First, here are some of the benefits for your baby:

  • Breast milk protects baby from disease. Colostrum, the first substance to come from the breast, is rich in infection-fighting antibodies. It also contains living immune cells. The milk itself provides effective immunity against a number of infectious diseases, including mumps, diphtheria, salmonella, pneumonia, and other respiratory diseases. It also decreases the incidence of ear infections, diarrhea, and chronic diseases like diabetes, multiple sclerosis, and juvenile rheumatoid arthritis.
  • Breast milk contains all the nutrients a baby needs during its first months, including iron and vitamins C and E.
  • Mother’s milk is easy for baby to digest and utilize. On the other hand, about 50% of cow’s milk passes through the body unused, creating extra work for the child’s immature excretory system.
  • Breast milk does not cause allergic reactions as cow’s milk and infant formulas can. It is believed that early exposure to allergens can lead to more severe allergies later in life. This is especially important if you or your spouse have allergies, as your child can inherit this tendency.
  • Breastfed babies have an almost pure culture of Lactobacillus in their intestinal tracts. These beneficial bacteria quickly multiply, helping to break down food, make vitamin K, and dispose of harmful bacteria. The breastfed baby’s stools are small and sweet-smelling, sometimes occurring only every few days. On the other hand, bottle-fed babies have mostly putrefactive bacteria such as E. coli in their intestinal tracts. As such, their stools are usually large and have a stronger smell. These infants are more likely to come down with gastrointestinal diseases.

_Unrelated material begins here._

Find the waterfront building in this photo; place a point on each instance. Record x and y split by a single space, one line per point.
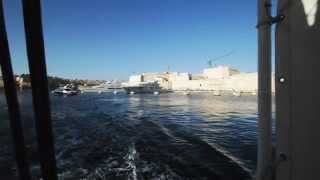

Now, some of the benefits for you:

  • Mothers who breastfeed are less likely to get breast cancer. Nursing your child also protects against osteoporosis and ovarian cancer later in life.
  • Breastfeeding makes it easier to lose the weight gained during pregnancy because milk production burns calories.
  • In the first days after birth, baby’s sucking at the breast causes the uterus to contract, which protects mothers from hemorrhaging and returns the uterus to its pre-pregnancy shape more quickly.
  • Breastfeeding releases a natural tranquilizing hormone, prolactin, that helps keep you relaxed and calm—your baby will like that.

And last (but certainly not least) for both of you:

  • Breastfeeding provides an important bond between mother and child that provides great emotional satisfaction for both. This satisfaction cannot be measured in scientific terms. It simply offers a close, intimate, peaceful, and relaxed time with the baby. It is a model of love—of one giving generously of oneself with no expectation of something in return.